Last week, about a month away from his tenth birthday, I could tell Ollie was starting to give up his fight.  He couldn't keep any food down, finally losing his appetite completely over the weekend.  He did nothing but sleep or lay in his little loaf-of-bread pose.  I had to physically carry him to the bathroom faucet to drink and tried giving him all his favorite foods- chicken, tuna, turkey- and he'd take a bite or two and walk away. All he really wanted to do was snuggle, so I kept him by my side as much as I possibly could.

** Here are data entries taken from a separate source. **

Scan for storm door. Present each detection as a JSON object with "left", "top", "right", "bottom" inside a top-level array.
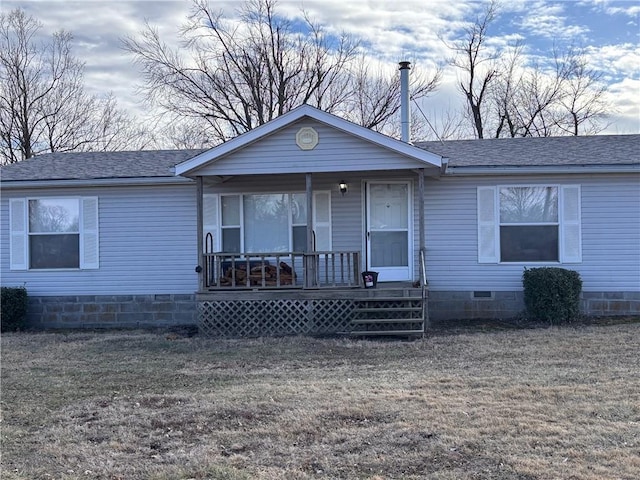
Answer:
[{"left": 366, "top": 182, "right": 413, "bottom": 282}]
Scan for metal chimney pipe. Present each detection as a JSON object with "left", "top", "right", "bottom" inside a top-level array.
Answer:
[{"left": 400, "top": 62, "right": 411, "bottom": 143}]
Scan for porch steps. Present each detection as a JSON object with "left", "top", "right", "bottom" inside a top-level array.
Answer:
[{"left": 349, "top": 288, "right": 425, "bottom": 337}]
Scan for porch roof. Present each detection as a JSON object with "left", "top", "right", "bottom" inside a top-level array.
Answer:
[{"left": 175, "top": 105, "right": 442, "bottom": 177}]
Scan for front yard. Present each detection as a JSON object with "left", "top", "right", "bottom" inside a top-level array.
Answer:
[{"left": 0, "top": 323, "right": 640, "bottom": 480}]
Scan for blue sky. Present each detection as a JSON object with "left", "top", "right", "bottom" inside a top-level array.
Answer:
[{"left": 5, "top": 0, "right": 640, "bottom": 137}]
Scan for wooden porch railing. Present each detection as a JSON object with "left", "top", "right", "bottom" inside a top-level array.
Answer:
[{"left": 202, "top": 251, "right": 361, "bottom": 290}]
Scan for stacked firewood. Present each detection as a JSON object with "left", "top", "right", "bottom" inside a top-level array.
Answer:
[{"left": 220, "top": 262, "right": 296, "bottom": 287}]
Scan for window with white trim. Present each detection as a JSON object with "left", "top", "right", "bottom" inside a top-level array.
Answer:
[
  {"left": 203, "top": 191, "right": 331, "bottom": 253},
  {"left": 478, "top": 185, "right": 582, "bottom": 263},
  {"left": 10, "top": 197, "right": 99, "bottom": 270}
]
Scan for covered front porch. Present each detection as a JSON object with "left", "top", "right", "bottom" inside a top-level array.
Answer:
[{"left": 176, "top": 105, "right": 442, "bottom": 336}]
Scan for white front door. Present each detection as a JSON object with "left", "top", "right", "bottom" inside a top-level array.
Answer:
[{"left": 366, "top": 181, "right": 413, "bottom": 282}]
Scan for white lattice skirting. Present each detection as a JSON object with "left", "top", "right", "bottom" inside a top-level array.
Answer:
[{"left": 198, "top": 299, "right": 354, "bottom": 337}]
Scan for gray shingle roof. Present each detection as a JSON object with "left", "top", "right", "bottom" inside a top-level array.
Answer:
[
  {"left": 414, "top": 135, "right": 640, "bottom": 167},
  {"left": 0, "top": 135, "right": 640, "bottom": 182},
  {"left": 0, "top": 150, "right": 202, "bottom": 182}
]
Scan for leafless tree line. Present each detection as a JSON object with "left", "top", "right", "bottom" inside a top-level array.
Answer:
[
  {"left": 0, "top": 0, "right": 608, "bottom": 163},
  {"left": 449, "top": 1, "right": 609, "bottom": 138},
  {"left": 0, "top": 9, "right": 151, "bottom": 164}
]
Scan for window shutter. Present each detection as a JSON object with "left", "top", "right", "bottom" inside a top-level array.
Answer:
[
  {"left": 9, "top": 198, "right": 28, "bottom": 270},
  {"left": 80, "top": 197, "right": 100, "bottom": 269},
  {"left": 313, "top": 192, "right": 331, "bottom": 252},
  {"left": 560, "top": 185, "right": 582, "bottom": 263},
  {"left": 478, "top": 187, "right": 500, "bottom": 263},
  {"left": 202, "top": 193, "right": 220, "bottom": 253}
]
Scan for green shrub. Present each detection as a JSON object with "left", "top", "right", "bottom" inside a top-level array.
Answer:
[
  {"left": 0, "top": 287, "right": 27, "bottom": 332},
  {"left": 522, "top": 267, "right": 582, "bottom": 323}
]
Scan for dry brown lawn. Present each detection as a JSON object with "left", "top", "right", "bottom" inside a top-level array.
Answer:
[{"left": 0, "top": 323, "right": 640, "bottom": 480}]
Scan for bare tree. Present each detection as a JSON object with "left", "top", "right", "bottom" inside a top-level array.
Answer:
[
  {"left": 557, "top": 48, "right": 610, "bottom": 135},
  {"left": 0, "top": 9, "right": 143, "bottom": 164},
  {"left": 449, "top": 1, "right": 498, "bottom": 138},
  {"left": 449, "top": 0, "right": 609, "bottom": 138},
  {"left": 123, "top": 0, "right": 439, "bottom": 142}
]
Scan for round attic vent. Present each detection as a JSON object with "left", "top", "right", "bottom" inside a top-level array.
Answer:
[{"left": 296, "top": 127, "right": 318, "bottom": 150}]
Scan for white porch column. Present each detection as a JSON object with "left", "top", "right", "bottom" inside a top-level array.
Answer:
[
  {"left": 304, "top": 173, "right": 316, "bottom": 287},
  {"left": 196, "top": 176, "right": 207, "bottom": 292},
  {"left": 418, "top": 168, "right": 426, "bottom": 251}
]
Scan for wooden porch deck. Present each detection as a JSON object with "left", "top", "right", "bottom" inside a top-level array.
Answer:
[{"left": 196, "top": 282, "right": 428, "bottom": 337}]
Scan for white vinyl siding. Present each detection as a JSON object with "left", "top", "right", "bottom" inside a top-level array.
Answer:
[
  {"left": 10, "top": 197, "right": 100, "bottom": 270},
  {"left": 477, "top": 185, "right": 582, "bottom": 264},
  {"left": 198, "top": 120, "right": 425, "bottom": 176},
  {"left": 0, "top": 184, "right": 200, "bottom": 296}
]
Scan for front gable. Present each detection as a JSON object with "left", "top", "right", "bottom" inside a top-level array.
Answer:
[{"left": 176, "top": 105, "right": 441, "bottom": 176}]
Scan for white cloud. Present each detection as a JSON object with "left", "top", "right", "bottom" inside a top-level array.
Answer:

Yesterday afternoon the vet called with the bad news.  There was a mass of some sort causing his organs to shift and stretch out.  He wasn't sure if it was a tumor or enlarged liver, but either way it wasn't good.  We could do an ultrasound to find out what it was for sure, but the end result was not going to change.  Ollie was too frail and sickly to go through any sort of treatments.  It was time to let him go.

We got to visit with him for a while before the procedure, and when the vet tech brought him in the room it was the first time I'd heard him purr in days.  It broke my heart into a million pieces, but at the same time he knew he was loved.  I stayed with him until he went to sleep forever, letting him snuggle in my lap just like he always did.

The house seems so, so strange without him there.  I'll miss him following me around, seeing him basking in the sunbeams on the kitchen counter in the morning and the sliding glass door in the evening.  I'll miss the light weight of him curled up on my legs at night.  I'll miss the sound of his rattley purr when he'd nuzzle his blanket, still so much like a kitten.  I'll miss him trying to snuggle in on my lap, even though it's blocked by my lap top.  I'll even miss yelling at him to get down from the counter and to get out of the garbage.

You were one in a million, Ollie.  You'll be in my heart forever.